Here is the most up-to-date work on this problem. In the answer below, it was found that the optimal value $v$ of the problem is a generalized eigenvalue of the system
$$PBx = vPx,$$
which in turn was derived from the system
$$PBPy + aPBb = v Py.$$
Any pair $\left(y,v\right)$ that solves these equations then leads to a feasible $x = ab+Py$, with $v$ being the objective value.
We can write
$$\left(vI - PB\right)Py = aPBb.$$
Note that, for any $v$ that is not an eigenvalue of $PB$, the matrix $vI-PB$ is invertible, whence
$$Py = a\left(vI-PB\right)^{-1}PBb.$$
The normalization $x^\top x = 1$ then becomes $y^\top P y = 1-a^2$, leading to the equation
$$\frac{1-a^2}{a^2} = b^\top BP\left(vI-PB\right)^{-2} PBb.$$
The largest root of this equation is the optimal value of the problem. Perhaps, as suggested, it can be found numerically.
The following analysis explores various approaches to the problem, but ultimately fails to produce a satisfactory solution.
One of the constraints can be rewritten using the nullspace projector of $b$ $$\eqalign{ P &= \Big(I-(b^T)^+b^T\Big) = \left(I-\frac{bb^T}{b^Tb}\right) \;=\; I-\beta bb^T \\ Pb &= 0,\qquad P^2=P=P^T \\ }$$ and the introduction of an unconstrained vector $y$ $$\eqalign{ b^Tx &= a \\ x &= Py + (b^T)^+a \\ &= Py + a\beta b \\ &= Py + \alpha_0 b \\ }$$ The remaining constraint can be absorbed into the definition of the objective function itself $$\eqalign{ \lambda &= \frac{x^TBx}{x^Tx} \;=\; \frac{y^TPBPy +2\alpha_0y^TPBb +\alpha_0^2\,b^TBb}{y^TPy +\alpha_0^2\,b^Tb} \;=\; \frac{\theta_1}{\theta_2} \tag{0} \\ }$$ The gradient can be calculated by a straightforward (if tedious) application of the quotient rule as $$\eqalign{ \frac{\partial\lambda}{\partial y} &= \frac{2\theta_2(PBPy +\alpha_0PBb)-2\theta_1Py} {\theta_2^2} \\ }$$ Setting the gradient to zero yields $${ PBPy +\alpha_0PBb = \lambda Py \tag{1} \\ }$$ which can be rearranged into a generalized eigenvalue equation. $$\eqalign{ PB\left(Py+\alpha_0b\right) &= \lambda Py \\ PBx &= \lambda Px \tag{2} \\ }$$ Note that multiplying the standard eigenvalue equation $$\eqalign{ Bx &= \lambda x \tag{3} \\ }$$ by $P$ reproduces equation $({2})$. So both standard and generalized eigenvalues are potential solutions.

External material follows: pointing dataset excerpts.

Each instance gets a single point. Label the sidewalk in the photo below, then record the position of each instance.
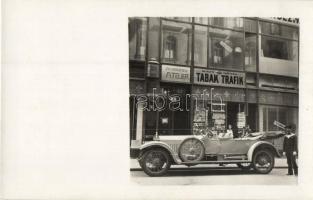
(279, 163)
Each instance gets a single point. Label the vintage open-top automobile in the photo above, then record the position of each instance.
(253, 151)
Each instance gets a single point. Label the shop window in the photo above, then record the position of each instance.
(251, 80)
(289, 83)
(279, 30)
(137, 28)
(279, 48)
(201, 20)
(153, 43)
(200, 46)
(185, 19)
(226, 48)
(176, 45)
(250, 52)
(227, 22)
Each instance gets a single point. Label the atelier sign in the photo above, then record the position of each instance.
(219, 78)
(175, 74)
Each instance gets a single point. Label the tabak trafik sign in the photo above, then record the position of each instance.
(219, 78)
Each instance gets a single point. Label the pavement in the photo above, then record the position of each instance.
(279, 163)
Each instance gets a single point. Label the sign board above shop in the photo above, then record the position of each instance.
(175, 74)
(219, 78)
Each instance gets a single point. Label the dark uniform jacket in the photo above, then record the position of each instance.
(290, 144)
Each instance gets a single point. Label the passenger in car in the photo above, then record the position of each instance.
(228, 133)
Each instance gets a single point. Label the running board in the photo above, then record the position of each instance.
(216, 162)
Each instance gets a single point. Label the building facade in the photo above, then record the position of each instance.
(188, 74)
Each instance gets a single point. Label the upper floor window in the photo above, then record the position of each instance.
(227, 22)
(250, 51)
(200, 46)
(170, 48)
(279, 30)
(279, 48)
(137, 28)
(226, 48)
(176, 45)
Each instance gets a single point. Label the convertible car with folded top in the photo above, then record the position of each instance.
(255, 151)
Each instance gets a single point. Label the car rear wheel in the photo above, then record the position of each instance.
(244, 166)
(155, 162)
(263, 161)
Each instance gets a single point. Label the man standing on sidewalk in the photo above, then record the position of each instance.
(291, 149)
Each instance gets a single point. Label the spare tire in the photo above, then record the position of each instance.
(191, 150)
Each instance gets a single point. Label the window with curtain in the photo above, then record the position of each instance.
(176, 45)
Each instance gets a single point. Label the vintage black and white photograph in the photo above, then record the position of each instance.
(213, 100)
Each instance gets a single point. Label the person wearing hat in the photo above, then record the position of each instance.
(290, 149)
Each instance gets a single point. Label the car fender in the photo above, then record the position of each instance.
(163, 145)
(259, 144)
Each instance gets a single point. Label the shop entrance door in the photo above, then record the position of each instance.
(171, 121)
(232, 110)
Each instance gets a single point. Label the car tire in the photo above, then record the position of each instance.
(263, 161)
(155, 162)
(191, 150)
(244, 166)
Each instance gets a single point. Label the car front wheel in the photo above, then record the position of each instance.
(244, 166)
(263, 161)
(155, 162)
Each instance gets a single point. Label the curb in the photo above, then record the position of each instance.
(203, 168)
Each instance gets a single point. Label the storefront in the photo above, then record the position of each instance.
(211, 73)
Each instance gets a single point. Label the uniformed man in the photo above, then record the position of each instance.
(291, 149)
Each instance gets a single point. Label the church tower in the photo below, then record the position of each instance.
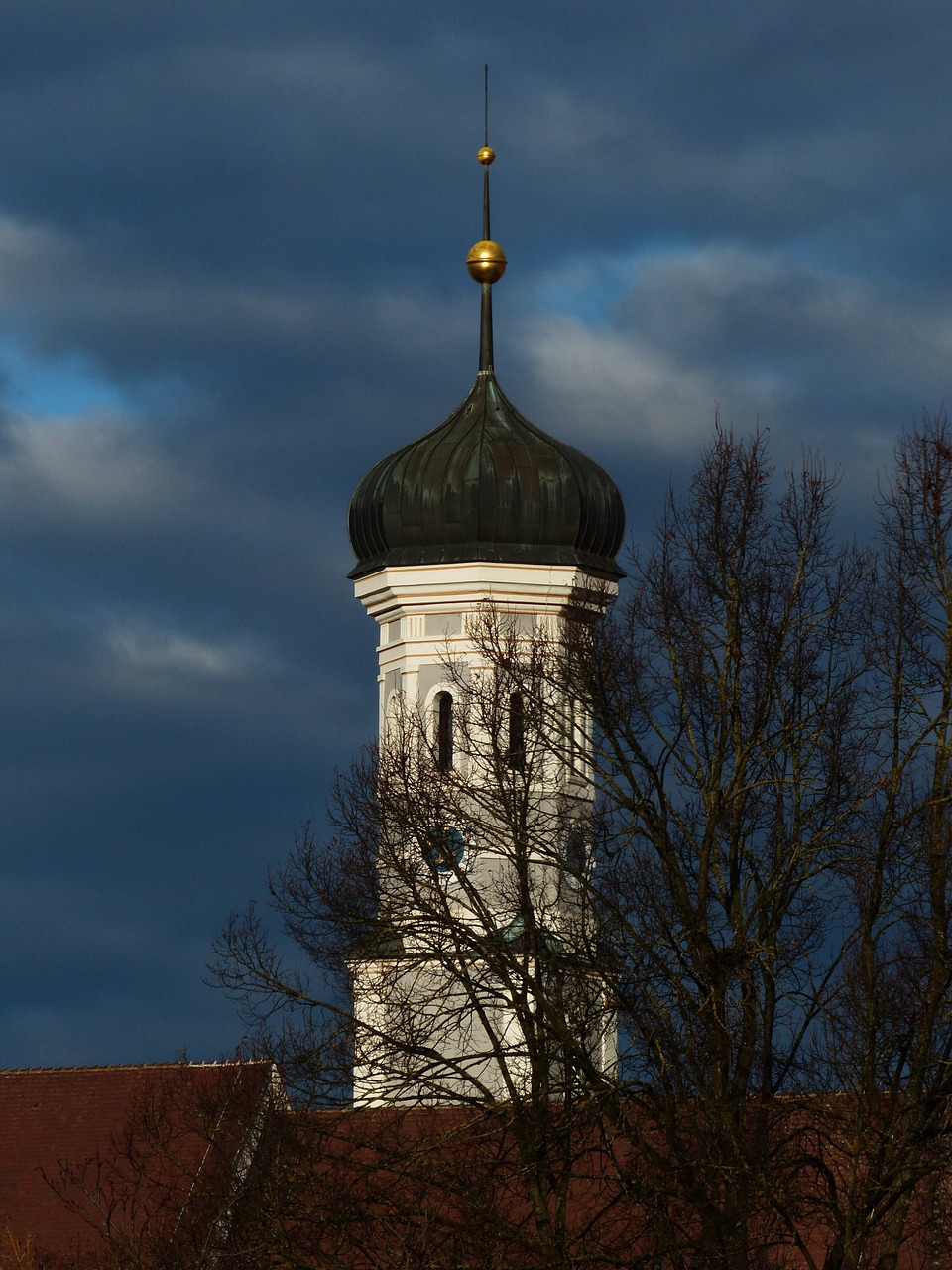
(480, 549)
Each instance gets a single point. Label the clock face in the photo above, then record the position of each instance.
(443, 849)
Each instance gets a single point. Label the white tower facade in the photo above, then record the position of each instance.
(480, 548)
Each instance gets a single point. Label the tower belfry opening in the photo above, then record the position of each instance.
(474, 547)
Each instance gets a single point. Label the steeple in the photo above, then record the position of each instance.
(486, 484)
(485, 513)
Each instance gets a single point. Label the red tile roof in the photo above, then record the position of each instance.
(66, 1130)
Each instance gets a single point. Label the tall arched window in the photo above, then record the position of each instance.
(517, 731)
(444, 731)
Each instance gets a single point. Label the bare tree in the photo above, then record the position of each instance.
(190, 1179)
(706, 1015)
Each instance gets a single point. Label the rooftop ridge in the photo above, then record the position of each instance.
(137, 1067)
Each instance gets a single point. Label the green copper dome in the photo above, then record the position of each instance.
(486, 484)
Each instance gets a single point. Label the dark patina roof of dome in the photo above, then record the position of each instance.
(486, 484)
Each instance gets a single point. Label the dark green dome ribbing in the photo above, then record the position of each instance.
(486, 484)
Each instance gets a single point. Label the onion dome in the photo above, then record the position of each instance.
(486, 484)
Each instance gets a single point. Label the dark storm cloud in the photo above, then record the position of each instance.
(241, 229)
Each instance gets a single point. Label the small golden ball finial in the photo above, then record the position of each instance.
(486, 262)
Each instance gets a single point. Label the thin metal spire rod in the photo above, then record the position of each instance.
(486, 305)
(485, 103)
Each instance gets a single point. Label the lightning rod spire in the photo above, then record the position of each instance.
(486, 261)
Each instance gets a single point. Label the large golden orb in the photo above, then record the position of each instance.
(486, 262)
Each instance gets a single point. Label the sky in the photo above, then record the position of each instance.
(231, 278)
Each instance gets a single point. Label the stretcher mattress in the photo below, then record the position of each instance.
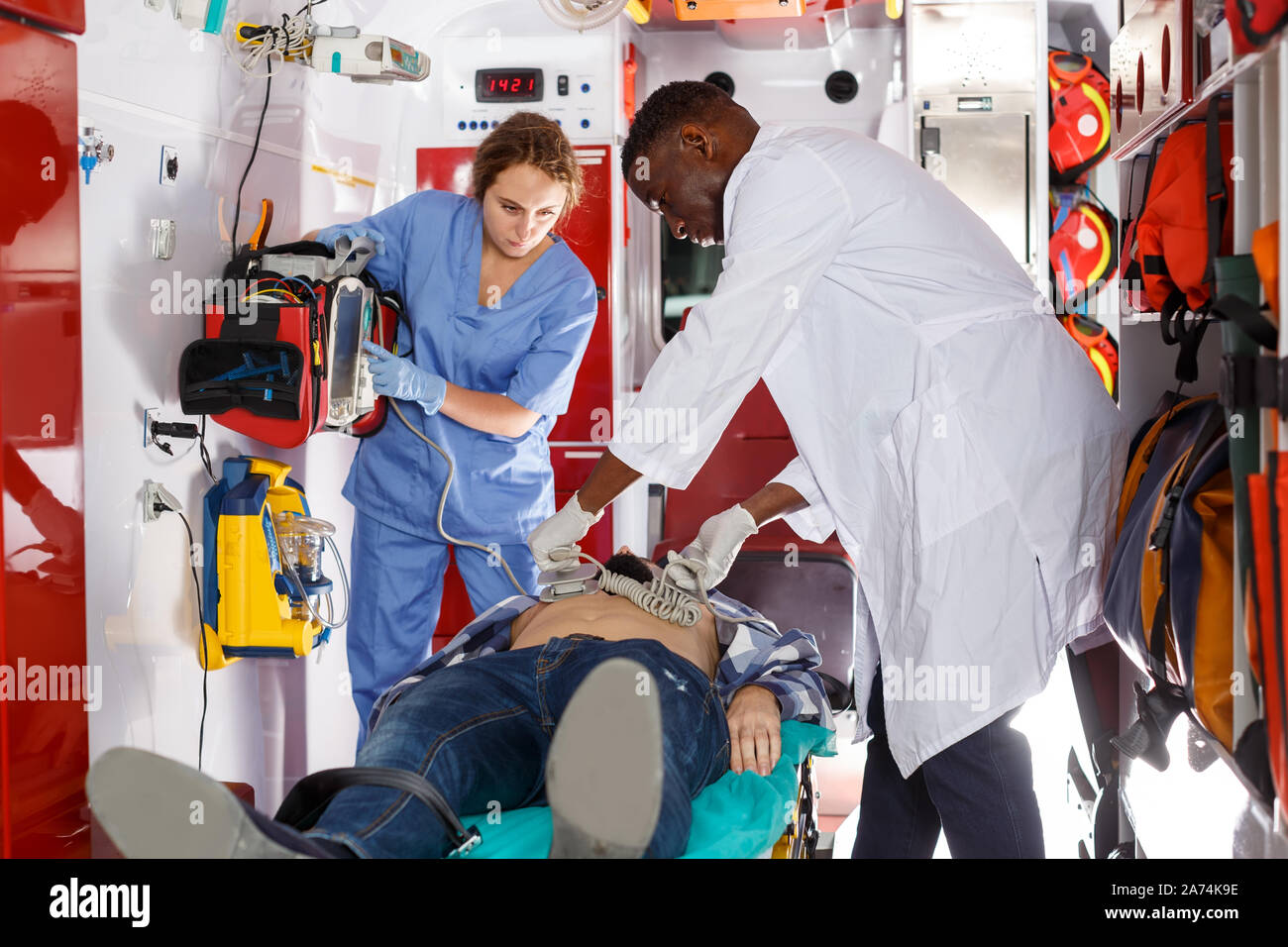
(738, 815)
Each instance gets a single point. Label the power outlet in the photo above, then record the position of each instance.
(156, 496)
(168, 165)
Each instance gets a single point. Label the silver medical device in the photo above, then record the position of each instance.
(351, 311)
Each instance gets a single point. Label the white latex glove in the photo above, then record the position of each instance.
(554, 543)
(715, 549)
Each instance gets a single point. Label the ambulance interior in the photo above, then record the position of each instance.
(180, 151)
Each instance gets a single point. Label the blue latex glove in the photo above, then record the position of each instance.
(329, 235)
(399, 377)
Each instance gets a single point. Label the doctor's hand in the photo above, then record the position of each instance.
(715, 549)
(329, 235)
(755, 722)
(554, 543)
(400, 377)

Unlike the discrete $\lambda$ values yielded by the eigenvalue methods, equation $({1})$ is solvable for a continuous range of $\lambda$
$$\eqalign{ y &= \alpha_0(\lambda P-PBP)^+PBb \\ }$$ and produces a $y$ vector which satisfies the zero gradient condition $({1})$.
Unfortunately, none of these approaches yields a solution which satisfies all of the constraints.
But solving equation $(0)$ for an optimal $y$ vector is still the appropriate goal, and requires a numerical rather than an analytical approach.